The proctor who made me kneel on the floor that night had made me his “fag.” (You read that right.) Not only was my school given the most effeminate name possible, but Fay was also one of the last institutions to still be influenced by the English boarding school custom of “fagging” that dates back to the eighteenth century, in which new students are “fags” to the older ones. The origin of the f-word was not in reference to the derisive term we know today, but to the bundle of short wood sticks, called faggots, that first-year Eton students were required to gather for their masters, who all had dorm rooms with their own fireplaces.

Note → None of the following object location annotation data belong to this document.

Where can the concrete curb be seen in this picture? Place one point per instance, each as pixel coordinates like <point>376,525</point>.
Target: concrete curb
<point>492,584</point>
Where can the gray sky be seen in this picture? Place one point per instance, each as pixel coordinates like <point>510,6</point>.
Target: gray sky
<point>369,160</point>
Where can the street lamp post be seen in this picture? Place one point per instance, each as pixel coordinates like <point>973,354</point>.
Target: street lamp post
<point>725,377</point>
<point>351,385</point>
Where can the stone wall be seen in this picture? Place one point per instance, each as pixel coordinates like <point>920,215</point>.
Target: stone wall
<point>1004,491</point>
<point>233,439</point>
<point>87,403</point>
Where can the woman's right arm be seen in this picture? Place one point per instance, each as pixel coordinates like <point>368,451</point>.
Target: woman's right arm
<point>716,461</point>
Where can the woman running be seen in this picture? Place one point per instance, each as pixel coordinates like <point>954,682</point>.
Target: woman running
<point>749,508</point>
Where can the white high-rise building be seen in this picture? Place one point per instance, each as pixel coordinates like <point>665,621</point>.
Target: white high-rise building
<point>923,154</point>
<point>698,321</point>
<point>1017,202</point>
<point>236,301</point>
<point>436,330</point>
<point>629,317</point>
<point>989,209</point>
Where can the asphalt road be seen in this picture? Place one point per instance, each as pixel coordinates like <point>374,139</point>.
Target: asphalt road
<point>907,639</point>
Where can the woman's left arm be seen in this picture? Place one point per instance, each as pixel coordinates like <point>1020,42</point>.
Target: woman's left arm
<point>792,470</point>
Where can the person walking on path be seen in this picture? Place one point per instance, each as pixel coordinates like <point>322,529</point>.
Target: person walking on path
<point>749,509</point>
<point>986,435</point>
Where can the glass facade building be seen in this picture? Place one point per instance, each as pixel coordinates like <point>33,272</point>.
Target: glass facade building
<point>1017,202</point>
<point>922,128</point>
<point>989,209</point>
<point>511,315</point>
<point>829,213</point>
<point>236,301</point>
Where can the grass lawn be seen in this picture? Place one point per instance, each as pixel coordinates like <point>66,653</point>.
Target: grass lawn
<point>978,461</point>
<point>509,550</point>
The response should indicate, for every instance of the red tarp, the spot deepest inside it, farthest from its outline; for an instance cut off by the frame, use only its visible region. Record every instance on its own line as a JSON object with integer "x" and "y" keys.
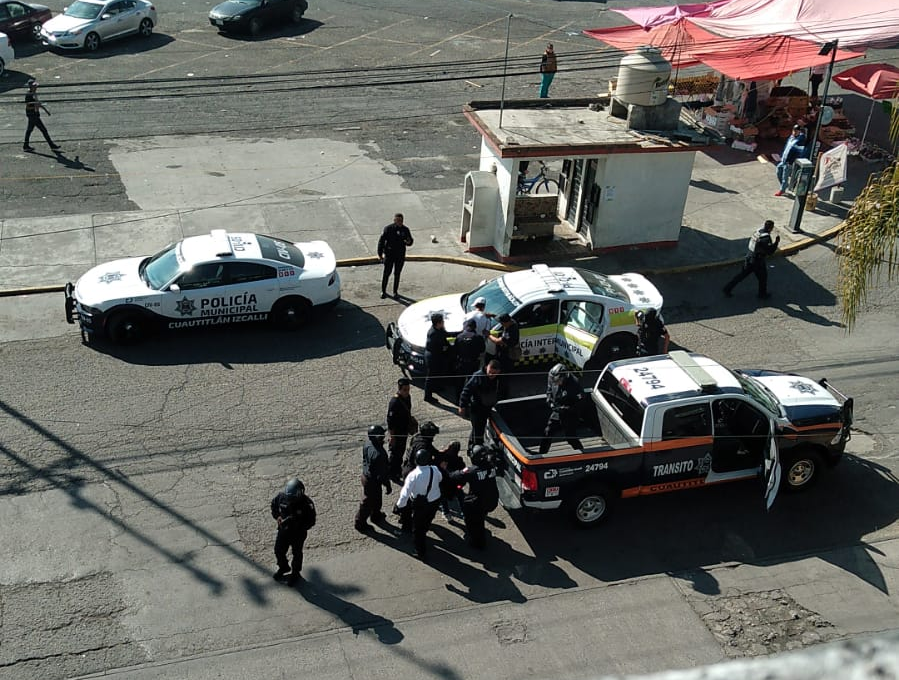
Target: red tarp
{"x": 857, "y": 24}
{"x": 684, "y": 44}
{"x": 878, "y": 81}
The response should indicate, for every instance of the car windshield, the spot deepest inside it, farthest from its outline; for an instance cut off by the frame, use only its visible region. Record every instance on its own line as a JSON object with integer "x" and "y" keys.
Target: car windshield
{"x": 758, "y": 392}
{"x": 499, "y": 299}
{"x": 161, "y": 268}
{"x": 83, "y": 10}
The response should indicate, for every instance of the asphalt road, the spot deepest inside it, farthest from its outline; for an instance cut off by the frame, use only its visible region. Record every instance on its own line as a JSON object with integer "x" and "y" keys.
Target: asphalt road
{"x": 134, "y": 484}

Nine-, ten-, or eleven-year-olds would be in servitude to sadistic thirteen-year-olds, fetching them coffee, running their errands, and staying out of their sight lines before they thought of new ways to torment them. The fagging system served as the training wheels for future despots who would one day rule their corporations or seats in government with impunity. It was rumored that the older boys’ unbridled power led to hushed incidents of sexual abuse. I was no stranger to their headlocks or getting swatted on the ass in the shower room by a rat-tailed towel, but as far as being molested, I was gratefully spared. At least from an older student. The only run-in I had in that department was with a teacher.

Mr. Silver lived in a little apartment on the same floor as our dormitory. He was probably in his thirties, an age so generic it seemed to boys my age that all grown-ups were born the same year. He favored a flat-top haircut, a style made popular by rednecks who yanked Black people off lunch counters during Jim Crow. The skin on his face was wax, and tightly pulled back, as if a plastic surgeon had tried to smooth over some horrible burns.

Mr. Silver had a beagle named Fanny, who one night wandered into our dorm looking for a little attention. I was eating red licorice and gave her a strand just to see how she’d react. My dormmates and I thought it hilarious to see Fanny trying to dislodge the licorice from her teeth, when Mr. Silver appeared and stopped our laughter cold. He demanded to know who had given the candy, and when I fessed up, he summoned me to his apartment.

He sat in a club chair and made me stand before him. His hand on the armrest was directly level with my crotch, a few inches away.

“Is giving Fanny licorice something you thought would be funny?” he asked with a touch of menace. A half-empty bottle of bourbon was on his side table.

“No, I just wanted to see what would happen. I’m really, really sorry.”

“Did you think she would like it?”

“I didn’t think, and I apologize.”

“I don’t take to people being cruel to animals. Especially mine.”

I noticed that, as he spoke, his eyes never left my crotch. I’d outgrown my chinos since football season, which made my pants skintight, and I became aware that he was looking at the outline of my penis trapped to the side of my leg.

“I don’t think Fanny liked it any more than if I did this to you.”

He lifted his hand and ran a manicured index finger along the outline of my bulge, starting at the bottom of one side and rounding down the other. Silver repeated the motion two more times before speaking again.

“Is that something you like, or is that something you don’t like?”

I looked at his face, still gazing at my crotch, and thought he might be the ugliest man I had ever seen.

“Don’t like. Something I don’t like,” I said, swallowing away a stutter, enjoying the shade of self-loathing that crossed his burn-victim face.

“All right,” he said finally, “go to your room.”